Liver weight: Mean absolute liver weight was reduced at the 1000, 5620 and 10,000 ppm a.i. test concentrations at Day 8, but as a percentage of body weight, these differences were no longer apparent or statistically significant. For Day 22 absolute and relative liver weights, all test concentrations were comparable to the control group and not statistically significant. Compared to the control group, there were no apparent treatment-related effects on mean absolute liver weight at the 1780 or 3160 ppm a.i. test concentrations.

See attachments for summaries of mean feed consumption, mean body weight, and mean and relative liver weights.

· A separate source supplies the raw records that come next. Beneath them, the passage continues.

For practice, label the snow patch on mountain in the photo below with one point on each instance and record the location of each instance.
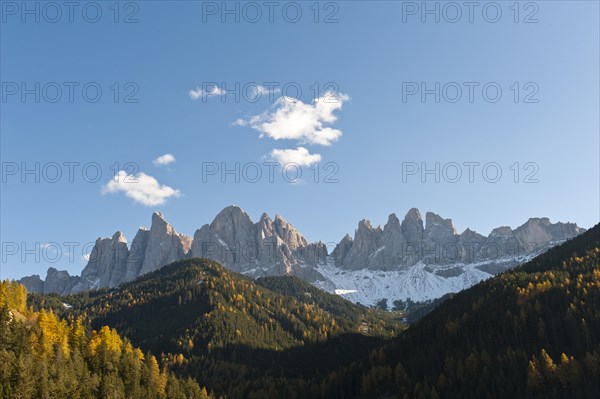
(419, 282)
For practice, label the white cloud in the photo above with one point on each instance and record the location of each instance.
(259, 90)
(299, 156)
(212, 90)
(140, 187)
(164, 160)
(291, 119)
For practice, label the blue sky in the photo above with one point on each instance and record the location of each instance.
(370, 55)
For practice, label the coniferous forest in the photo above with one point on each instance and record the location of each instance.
(194, 329)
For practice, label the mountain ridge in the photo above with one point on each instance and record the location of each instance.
(275, 247)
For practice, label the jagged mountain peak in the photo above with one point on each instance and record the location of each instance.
(119, 237)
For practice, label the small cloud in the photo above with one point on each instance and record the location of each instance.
(211, 90)
(240, 122)
(259, 90)
(299, 156)
(164, 160)
(142, 188)
(291, 119)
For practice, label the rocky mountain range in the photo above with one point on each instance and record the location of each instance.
(275, 247)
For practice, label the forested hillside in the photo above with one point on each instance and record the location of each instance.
(239, 337)
(44, 356)
(532, 332)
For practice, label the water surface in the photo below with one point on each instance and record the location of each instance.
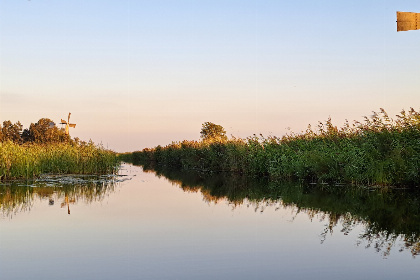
(169, 225)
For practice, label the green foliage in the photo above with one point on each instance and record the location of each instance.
(31, 160)
(11, 132)
(379, 151)
(44, 131)
(213, 132)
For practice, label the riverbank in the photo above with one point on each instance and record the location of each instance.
(380, 151)
(31, 160)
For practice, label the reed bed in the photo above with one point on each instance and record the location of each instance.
(379, 151)
(31, 160)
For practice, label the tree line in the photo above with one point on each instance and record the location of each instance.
(43, 131)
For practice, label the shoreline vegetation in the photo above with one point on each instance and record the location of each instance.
(43, 148)
(379, 151)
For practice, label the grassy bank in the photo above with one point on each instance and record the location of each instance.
(379, 151)
(31, 160)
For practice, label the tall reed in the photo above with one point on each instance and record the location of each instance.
(31, 160)
(378, 151)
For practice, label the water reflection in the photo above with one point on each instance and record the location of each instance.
(390, 218)
(19, 196)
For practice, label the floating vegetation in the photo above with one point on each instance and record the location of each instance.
(18, 195)
(379, 151)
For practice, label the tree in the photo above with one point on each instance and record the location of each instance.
(11, 131)
(44, 131)
(213, 132)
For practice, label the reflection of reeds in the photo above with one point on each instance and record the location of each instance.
(20, 196)
(379, 151)
(389, 217)
(28, 161)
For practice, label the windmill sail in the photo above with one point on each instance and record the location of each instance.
(408, 21)
(68, 124)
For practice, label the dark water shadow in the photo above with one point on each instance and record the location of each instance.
(390, 217)
(19, 196)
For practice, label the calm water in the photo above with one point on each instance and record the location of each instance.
(146, 226)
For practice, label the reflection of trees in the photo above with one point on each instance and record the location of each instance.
(66, 189)
(390, 218)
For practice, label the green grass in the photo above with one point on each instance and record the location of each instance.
(379, 151)
(31, 160)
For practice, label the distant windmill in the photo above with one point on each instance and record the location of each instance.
(68, 124)
(408, 21)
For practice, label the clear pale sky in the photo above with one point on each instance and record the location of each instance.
(137, 74)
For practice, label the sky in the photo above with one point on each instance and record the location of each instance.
(137, 74)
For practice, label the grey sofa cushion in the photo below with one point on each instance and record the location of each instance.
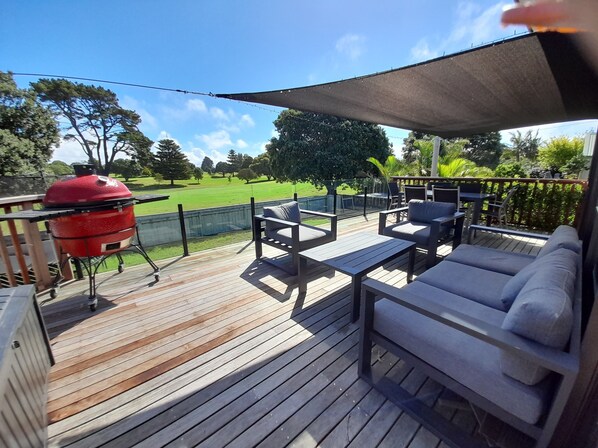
(427, 211)
(479, 285)
(309, 236)
(287, 212)
(542, 312)
(491, 259)
(563, 237)
(559, 259)
(467, 360)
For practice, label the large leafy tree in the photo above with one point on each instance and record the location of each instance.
(207, 165)
(323, 149)
(261, 166)
(170, 161)
(555, 154)
(28, 130)
(484, 149)
(525, 145)
(96, 121)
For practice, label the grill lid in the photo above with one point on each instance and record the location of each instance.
(85, 189)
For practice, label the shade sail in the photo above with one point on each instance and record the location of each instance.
(527, 80)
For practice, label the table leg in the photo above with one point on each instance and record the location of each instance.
(302, 275)
(410, 264)
(355, 297)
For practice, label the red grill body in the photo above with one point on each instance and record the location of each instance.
(104, 222)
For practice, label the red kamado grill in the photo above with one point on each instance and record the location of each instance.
(105, 223)
(92, 217)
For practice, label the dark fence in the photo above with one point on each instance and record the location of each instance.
(540, 204)
(24, 185)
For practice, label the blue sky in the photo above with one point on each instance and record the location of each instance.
(232, 46)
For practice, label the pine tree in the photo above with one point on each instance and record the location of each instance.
(171, 163)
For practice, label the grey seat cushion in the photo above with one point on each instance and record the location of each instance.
(542, 312)
(287, 212)
(427, 211)
(309, 236)
(559, 259)
(563, 237)
(491, 259)
(480, 285)
(418, 232)
(467, 360)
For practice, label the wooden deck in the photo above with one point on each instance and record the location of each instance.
(221, 352)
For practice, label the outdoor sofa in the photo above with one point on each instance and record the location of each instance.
(500, 329)
(281, 227)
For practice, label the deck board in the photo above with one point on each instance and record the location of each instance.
(224, 351)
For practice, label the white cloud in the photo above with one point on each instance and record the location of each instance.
(196, 105)
(422, 51)
(351, 45)
(216, 140)
(471, 25)
(247, 120)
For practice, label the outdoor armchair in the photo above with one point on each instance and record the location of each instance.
(427, 224)
(280, 226)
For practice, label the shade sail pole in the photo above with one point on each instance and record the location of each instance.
(435, 156)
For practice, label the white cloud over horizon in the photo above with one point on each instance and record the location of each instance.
(351, 45)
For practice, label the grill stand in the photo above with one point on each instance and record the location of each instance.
(91, 265)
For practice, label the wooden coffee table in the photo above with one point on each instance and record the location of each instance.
(356, 255)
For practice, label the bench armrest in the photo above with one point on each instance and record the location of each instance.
(321, 214)
(260, 218)
(449, 218)
(553, 359)
(473, 227)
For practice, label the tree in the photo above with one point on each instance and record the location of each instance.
(222, 167)
(525, 145)
(246, 174)
(484, 149)
(323, 149)
(127, 168)
(171, 163)
(207, 165)
(261, 166)
(96, 121)
(60, 168)
(234, 161)
(392, 167)
(558, 151)
(198, 174)
(29, 130)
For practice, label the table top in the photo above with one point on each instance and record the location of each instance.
(359, 253)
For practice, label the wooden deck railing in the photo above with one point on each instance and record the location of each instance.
(23, 259)
(540, 204)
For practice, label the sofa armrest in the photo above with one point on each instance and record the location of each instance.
(553, 359)
(473, 227)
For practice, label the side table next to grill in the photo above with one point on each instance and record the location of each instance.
(356, 255)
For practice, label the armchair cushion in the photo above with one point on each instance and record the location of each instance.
(427, 211)
(543, 313)
(563, 237)
(478, 285)
(309, 236)
(559, 260)
(287, 212)
(418, 232)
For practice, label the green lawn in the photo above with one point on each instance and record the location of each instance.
(214, 192)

Reported statistics and error estimates:

LC50 was not calculated due to a lack of mortality. For mean body weights, body weight change, absolute liver weights and and relative body weights, differences between the control and treatment groups were determined by Analysis of Variance (ANOVA). Bonferroni's t-Test was used to compare the five treatment group means with the control group means and assessed the statistical significance of the differences observed.

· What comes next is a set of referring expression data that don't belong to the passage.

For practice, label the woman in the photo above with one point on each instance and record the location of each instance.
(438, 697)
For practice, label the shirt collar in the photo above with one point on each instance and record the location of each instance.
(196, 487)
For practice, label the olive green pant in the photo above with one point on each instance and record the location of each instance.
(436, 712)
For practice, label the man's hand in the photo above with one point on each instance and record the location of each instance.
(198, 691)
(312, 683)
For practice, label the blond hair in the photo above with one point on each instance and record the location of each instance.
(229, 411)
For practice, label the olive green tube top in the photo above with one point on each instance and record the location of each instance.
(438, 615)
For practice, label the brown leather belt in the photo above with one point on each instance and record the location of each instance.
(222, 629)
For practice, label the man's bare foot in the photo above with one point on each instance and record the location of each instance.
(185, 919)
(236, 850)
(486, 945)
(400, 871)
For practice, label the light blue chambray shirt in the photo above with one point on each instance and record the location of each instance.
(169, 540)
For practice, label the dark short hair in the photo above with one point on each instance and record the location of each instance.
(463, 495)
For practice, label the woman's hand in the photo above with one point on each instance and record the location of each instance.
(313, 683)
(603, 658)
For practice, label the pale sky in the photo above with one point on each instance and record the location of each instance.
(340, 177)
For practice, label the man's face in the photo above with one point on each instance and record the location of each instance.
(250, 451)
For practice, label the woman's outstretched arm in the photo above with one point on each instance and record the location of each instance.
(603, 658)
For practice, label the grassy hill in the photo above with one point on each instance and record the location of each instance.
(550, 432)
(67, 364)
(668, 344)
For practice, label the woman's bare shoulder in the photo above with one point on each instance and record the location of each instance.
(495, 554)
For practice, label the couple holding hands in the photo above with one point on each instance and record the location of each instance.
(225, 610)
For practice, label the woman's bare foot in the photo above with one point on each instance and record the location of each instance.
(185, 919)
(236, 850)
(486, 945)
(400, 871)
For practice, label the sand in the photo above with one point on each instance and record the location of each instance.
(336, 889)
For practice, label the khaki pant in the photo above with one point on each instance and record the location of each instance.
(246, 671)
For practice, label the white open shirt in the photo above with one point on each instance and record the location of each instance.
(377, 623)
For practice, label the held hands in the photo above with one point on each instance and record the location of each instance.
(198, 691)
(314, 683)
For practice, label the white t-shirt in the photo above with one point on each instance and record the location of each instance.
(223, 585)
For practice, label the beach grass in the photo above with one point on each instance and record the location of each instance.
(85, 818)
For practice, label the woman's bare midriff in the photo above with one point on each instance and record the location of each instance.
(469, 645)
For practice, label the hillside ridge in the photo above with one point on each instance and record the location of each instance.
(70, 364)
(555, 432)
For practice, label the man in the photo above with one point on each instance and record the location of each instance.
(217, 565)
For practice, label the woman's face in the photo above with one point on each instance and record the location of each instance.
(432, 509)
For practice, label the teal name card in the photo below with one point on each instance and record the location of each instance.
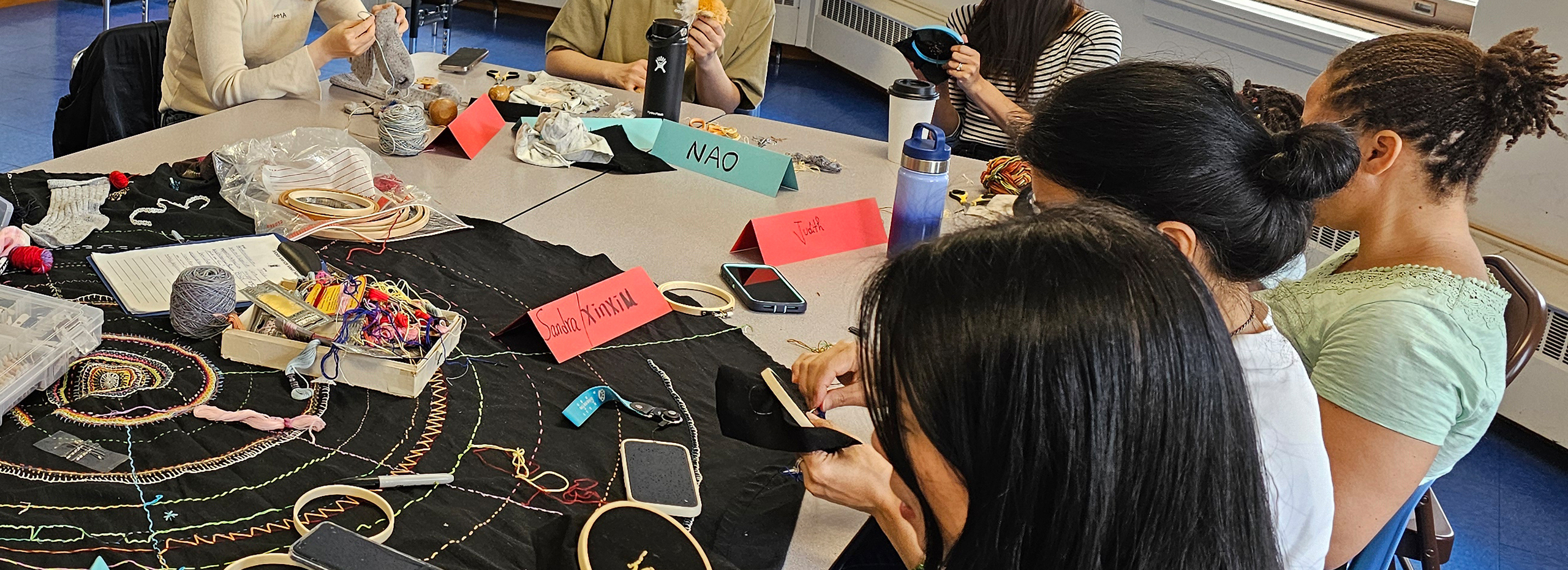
(726, 159)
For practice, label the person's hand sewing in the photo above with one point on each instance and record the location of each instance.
(402, 16)
(855, 476)
(345, 40)
(629, 76)
(706, 40)
(963, 66)
(814, 371)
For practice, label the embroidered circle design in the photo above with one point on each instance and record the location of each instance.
(116, 374)
(110, 374)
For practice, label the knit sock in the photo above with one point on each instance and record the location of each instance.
(388, 52)
(73, 213)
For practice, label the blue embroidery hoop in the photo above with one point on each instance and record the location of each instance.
(937, 38)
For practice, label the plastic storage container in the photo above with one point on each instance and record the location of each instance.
(40, 336)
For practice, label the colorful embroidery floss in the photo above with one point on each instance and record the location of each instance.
(32, 258)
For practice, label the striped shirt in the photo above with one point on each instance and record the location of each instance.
(1090, 43)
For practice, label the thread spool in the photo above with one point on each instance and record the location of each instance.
(34, 258)
(404, 129)
(201, 302)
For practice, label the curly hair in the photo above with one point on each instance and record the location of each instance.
(1448, 98)
(1275, 107)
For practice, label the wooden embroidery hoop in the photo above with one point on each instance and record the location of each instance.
(582, 538)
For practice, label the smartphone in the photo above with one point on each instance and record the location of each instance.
(659, 475)
(331, 547)
(463, 60)
(763, 288)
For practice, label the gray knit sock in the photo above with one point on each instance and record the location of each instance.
(73, 213)
(388, 52)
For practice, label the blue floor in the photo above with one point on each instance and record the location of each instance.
(1507, 500)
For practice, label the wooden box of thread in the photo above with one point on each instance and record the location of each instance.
(404, 378)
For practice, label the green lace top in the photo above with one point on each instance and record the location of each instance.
(1415, 349)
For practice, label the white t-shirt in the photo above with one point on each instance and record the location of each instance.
(1291, 440)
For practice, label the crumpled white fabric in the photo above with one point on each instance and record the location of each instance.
(546, 90)
(559, 139)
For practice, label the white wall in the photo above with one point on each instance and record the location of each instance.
(1525, 192)
(1241, 37)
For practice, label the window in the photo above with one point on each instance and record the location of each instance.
(1388, 16)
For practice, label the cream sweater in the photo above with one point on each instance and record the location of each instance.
(228, 52)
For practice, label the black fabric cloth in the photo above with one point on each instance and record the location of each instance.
(979, 151)
(115, 88)
(933, 73)
(208, 493)
(628, 159)
(175, 116)
(750, 412)
(869, 550)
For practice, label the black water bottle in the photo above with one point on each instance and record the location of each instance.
(667, 41)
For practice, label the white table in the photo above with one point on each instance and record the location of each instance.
(493, 186)
(681, 225)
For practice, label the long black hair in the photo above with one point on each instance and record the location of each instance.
(1175, 143)
(1088, 398)
(1012, 34)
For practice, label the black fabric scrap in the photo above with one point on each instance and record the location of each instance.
(750, 412)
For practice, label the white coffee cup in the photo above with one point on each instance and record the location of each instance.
(910, 102)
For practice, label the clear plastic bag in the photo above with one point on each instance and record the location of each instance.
(256, 172)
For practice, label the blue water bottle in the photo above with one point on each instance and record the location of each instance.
(921, 199)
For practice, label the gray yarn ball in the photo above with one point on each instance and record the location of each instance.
(201, 300)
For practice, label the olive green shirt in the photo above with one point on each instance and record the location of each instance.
(615, 32)
(1415, 349)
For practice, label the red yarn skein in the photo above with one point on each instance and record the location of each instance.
(34, 258)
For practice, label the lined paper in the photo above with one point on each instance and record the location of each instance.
(143, 278)
(347, 170)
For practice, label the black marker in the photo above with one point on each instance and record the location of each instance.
(401, 481)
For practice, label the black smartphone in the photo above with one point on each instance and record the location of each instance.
(763, 288)
(659, 475)
(463, 60)
(331, 547)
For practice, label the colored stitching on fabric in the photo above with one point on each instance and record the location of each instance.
(502, 506)
(146, 506)
(315, 407)
(211, 385)
(436, 418)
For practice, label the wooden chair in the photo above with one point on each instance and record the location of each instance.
(1429, 536)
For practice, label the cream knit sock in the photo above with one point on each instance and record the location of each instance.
(73, 213)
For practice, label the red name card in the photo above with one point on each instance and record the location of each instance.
(600, 313)
(819, 231)
(472, 129)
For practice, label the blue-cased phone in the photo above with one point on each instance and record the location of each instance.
(763, 288)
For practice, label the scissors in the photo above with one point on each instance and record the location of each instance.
(502, 76)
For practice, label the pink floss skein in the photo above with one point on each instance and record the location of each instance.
(259, 420)
(13, 238)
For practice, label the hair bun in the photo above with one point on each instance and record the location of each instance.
(1521, 85)
(1311, 162)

Validity criteria fulfilled:

yes

Remarks:

Mortality in the controls was less than 10% at the end of the test. The concentration of test substance was shown to be maintained in the diet of the birds. The lowest treatment group did not result in mortality or toxic effects.

Conclusions:

The 5-day LC50, dietary toxicity of PFBSK+ to Colinus virgianus (Northern Bobwhite) was determined to be greater than 10000 ppm a.i. (OECD TG 205).

Executive summary:

The acute dietary toxicity of PFBSK+ was determined for the bird Colinus virgianus (Northern Bobwhite) according to OECD TG 205. Concentrations (nominal) of PFBSK+ added to the basal diet were 0 (control), 1000, 1780, 3160, 5620, and 10,000 ppm a.i. with measured concentrations of <LOQ, 938, 1700, 2940, 5420, and 9440 ppm a.i. respectively. Birds were fed the treated diet for 5 days, then an untreated diet for 3 or 17 days, with half of the birds euthanized at 8 days, and the remaining birds at 22 days for gross necropsy and liver weight evaluation. One mortality was observed in in the 1780 ppm a.i. treatment group on Day 3, but the bird was observed to have suffered injuries consistent with pen-mate aggression and the mortality was not considered to be treatment-related. No other mortality, or signs of toxicity were noted in the control or treatment groups throughout the test. Several birds in each group were noted to have injuries or conditions consistent with pen-mate aggression. Food consumption was monitored over four continuous time periods over the test, and there were no apparent treatment related effects on feed consumption. A statistically significant (p<0.01) concentration responsive reduction in body weight gain was observed in the 5620 and 10,000 ppm a.i. treatment groups during the exposure period that was considered treatment-related. Gross necropsy revealed several birds in each treatment group that had lesions or conditions that were considered incidental to treatment; necropsy results for all other birds were not remarkable. Mean absolute liver weight was reduced at the 1000, 5620 and 10,000 ppm a.i. test concentrations at Day 8, but as a percentage of body weight, these differences were no longer apparent or statistically significant. For Day 22 absolute and relative liver weights, all test concentrations were comparable to the control group and not statistically significant. The NOEC for body weight was determined to be 3160 ppm a.i.; and the NOEC for liver weight was determined to be > 10,000 ppm a.i. The 5-day LC50 for dietary toxicity was determined to be > 10,000 ppm a.i. The test was conducted according to internationally accepted test guidelines and was GLP compliant. It is reliable without restriction and suitable for Risk Assessment, Classification and Labeling, and PBT Analysis.